Prior to the ASC’s decision in Pulse Data, shareholder rights cases in Canada were dominated by the maxim that in determining whether to set aside a rights plan, the question was not if, but when the rights plan would be set aside. With the OSC’s decision in Neo Material, we now have two decisions supporting the proposition that Canadian securities regulatory authorities will not exercise their public interest jurisdiction to cease trade a rights plan that has been approved by a majority of shareholders in the face of an unsolicited take-over bid, where the views of shareholders are current and made on an informed basis. Market participants will most likely be looking for additional guidance in the OSC’s full reasons that should be released in the next few weeks.

Although the OSC’s reasons will no doubt shed more light on the developing poison pill landscape in Canada, it is interesting to note that the OSC supported the views of Neo’s shareholders despite the fact that those views were contrary to the views of ISS/Risk Metrics which supports the proposition that partial take-over bids “are integral to rights plans in Canada since Canadian take-over legislation is premised on the right of shareholders to determine for themselves the acceptability of any bid for shares, partial or otherwise.”
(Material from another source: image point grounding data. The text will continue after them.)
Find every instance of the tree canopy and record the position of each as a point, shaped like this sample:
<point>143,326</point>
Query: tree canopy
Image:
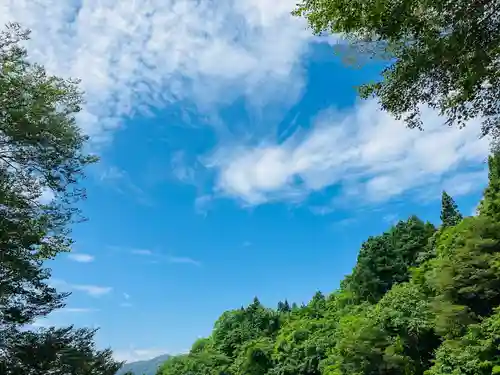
<point>42,161</point>
<point>421,300</point>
It appears self-evident that a target company can pursue the defensive strategy of seeking shareholder approval for a rights plan in the face of an unsolicited bid, be it partial or otherwise, only if the target is highly confident in receiving the support of its shareholders. Could there be an occasion where a target’s board manages its shareholder constituency so successfully that shareholders could support board and management actions that would otherwise be contrary to the fiduciary duties owed to the corporation by managers? Even if such an occasion never develops, it would seem that the poison pill debate might now need to switch forums, from the commissions to the courts, in order to provide the setting to consider various legal rights of shareholders – including whether a majority of shareholders, by supporting a rights plan, can restrict minority shareholders from transferring their shares to a hostile bidder - and the appropriateness of shareholder rights plans apart from the more limited scope of securities regulators’ public interest authority.